Was reading an article about cardio the other day, can't remember where it was but it mentioned that the golden era BBers used to do steady state cardio and BBers still continue to do so. Obviously it's worked for them.

I like to mix it up, few days a week fasted LISS and a couple of HIIT sessions, it's getting me closer to where I want to be


----------



## Smitch (Dec 29, 2008)

What's cardio?


----------



## Robbie789 (Sep 6, 2012)

tl;dr

When you're on cycle I don't think you need to worry about it as much as the risk of muscle lose is reduced. Naturals have to be more careful with cardio and have a balance of LISS/HIIT and try to avoid doing weights and LISS cardio one after the other when at low bf levels.


----------



## gripa (Mar 12, 2012)

My avi was using steady state cardio, diet and weights, nothing more strenuous than walking for cardio, why put your body under excess stress?


----------



## Guest (Jun 6, 2014)

Steady state all the way for me, better for muscle preservation also.


----------



## Dazza (Aug 7, 2010)

Likewise, I'd rather use the energy for hitting the weights hard.

The cardio is there purely to get leaner, just throw on a film and switch off.


----------



## JayJay031 (Sep 6, 2013)

simonthepieman said:


> Why all the negativity towards paragraphs?


yeah sorry i was rushing this thread this morning before work....


----------



## JayJay031 (Sep 6, 2013)

Big ape said:


> as said above what ever u prefer , but i would rather do HIIT for 20 mins then stand on a treadmill at the same pace for 45mins


The only thing about HIIT training is you can't do it everyday unlike steady state. With steady state I can stay consistent and it helps my body recover after every weight session. And for those of you saying steady state doesn't burn calories I am not sure what type of cardio you do but I can burn 800 plus calories in less then 45 minutes.


----------



## JayJay031 (Sep 6, 2013)

Big Man 123 said:


> Because it does nothing for you, more than warming the body and spending a tiny, negligible amount of calories but it also makes you a lazy person and waste a valuable time.
> 
> Whatever is your personal definition of health, it comes from proper cardio, period.
> 
> People doing steady cardio are hiding their laziness behind a "logical" self made reason on why it is good but is not, it won't make you lean, it won't improve your cardiovascular health, it won't improve you muscle recovery and it won't spend a considerable amount of calories, it won't do anything.


Everything you just said in your reply, is this from personal experience? Like did you take several months out of your time to actually research this on yourself or is it mostly from reading articles or what someone else has told you in the past? I am just interested in some of your points especially the lazy one...


----------



## Contest (Oct 4, 2011)

I think when people say steady state cardio is sh1t, they're forgetting that we're weight training anywhere from 3-6 days a week also.

In my opinion for the average chubby guy who doesn't workout, HIIT would yield better results but for someone competing and bodybuilding, why waste extra energy on HIIT?

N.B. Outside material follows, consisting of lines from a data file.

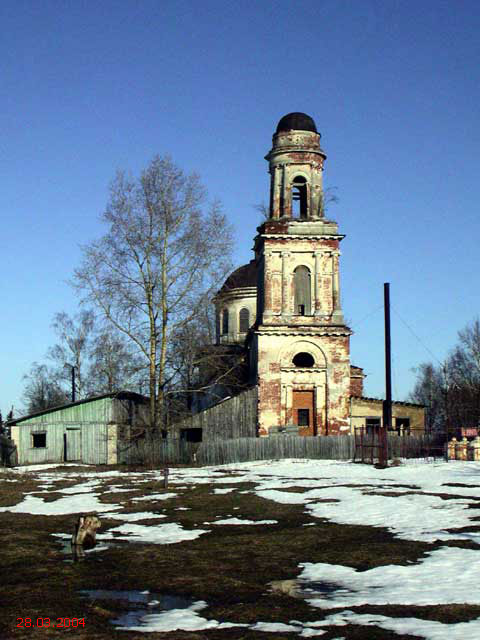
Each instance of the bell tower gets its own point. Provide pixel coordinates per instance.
(300, 345)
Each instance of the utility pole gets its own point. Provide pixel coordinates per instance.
(72, 367)
(387, 404)
(73, 383)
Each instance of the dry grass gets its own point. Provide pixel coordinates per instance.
(229, 568)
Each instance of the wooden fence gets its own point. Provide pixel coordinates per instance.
(176, 451)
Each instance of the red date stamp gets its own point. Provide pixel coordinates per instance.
(55, 623)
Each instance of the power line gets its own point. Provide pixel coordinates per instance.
(371, 313)
(417, 338)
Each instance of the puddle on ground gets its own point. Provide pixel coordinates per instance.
(135, 601)
(324, 589)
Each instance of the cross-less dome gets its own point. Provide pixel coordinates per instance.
(298, 121)
(244, 276)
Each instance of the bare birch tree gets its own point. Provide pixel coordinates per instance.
(160, 259)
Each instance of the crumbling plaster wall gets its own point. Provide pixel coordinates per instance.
(234, 302)
(282, 256)
(329, 378)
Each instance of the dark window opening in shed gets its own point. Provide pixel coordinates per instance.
(225, 322)
(402, 426)
(303, 417)
(244, 320)
(301, 279)
(373, 425)
(303, 359)
(191, 435)
(39, 440)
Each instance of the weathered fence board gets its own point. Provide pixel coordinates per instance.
(176, 451)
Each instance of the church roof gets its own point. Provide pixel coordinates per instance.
(298, 121)
(244, 276)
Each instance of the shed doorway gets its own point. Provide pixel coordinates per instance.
(303, 412)
(73, 445)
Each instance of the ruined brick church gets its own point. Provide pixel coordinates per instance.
(283, 309)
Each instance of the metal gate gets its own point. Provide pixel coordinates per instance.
(371, 447)
(376, 447)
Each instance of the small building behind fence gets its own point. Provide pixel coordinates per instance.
(98, 430)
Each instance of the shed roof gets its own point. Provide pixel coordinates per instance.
(120, 395)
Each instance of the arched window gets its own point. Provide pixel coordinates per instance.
(225, 321)
(303, 359)
(244, 320)
(301, 279)
(299, 198)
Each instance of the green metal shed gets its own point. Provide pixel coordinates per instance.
(96, 430)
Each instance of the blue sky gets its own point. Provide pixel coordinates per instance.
(87, 88)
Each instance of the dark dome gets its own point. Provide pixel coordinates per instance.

I workout 6x a week (weights) and have done HIIT and LISS. Haven't noticed any difference in body composition from the two but I can tell you that after about 3-4 weeks, my body feels absolutely destroyed due to HIIT which then has a carry over effect to my weight training sessions.


----------



## Mclovin147 (Nov 11, 2013)

Anything that gets the heart pumping faster burns calories end of story.

So I guess it's just a matter of personal preference.

Why run anyway....Clen.


----------



## a.notherguy (Nov 17, 2008)

Big Man 123 said:


> Because it does nothing for you, more than warming the body and spending a tiny, negligible amount of calories but it also makes you a lazy person and waste a valuable time.
> 
> Whatever is your personal definition of health, it comes from proper cardio, period.
> 
> People doing steady cardio are hiding their laziness behind a "logical" self made reason on why it is good but is not, it won't make you lean, it won't improve your cardiovascular health, it won't improve you muscle recovery and it won't spend a considerable amount of calories, it won't do anything.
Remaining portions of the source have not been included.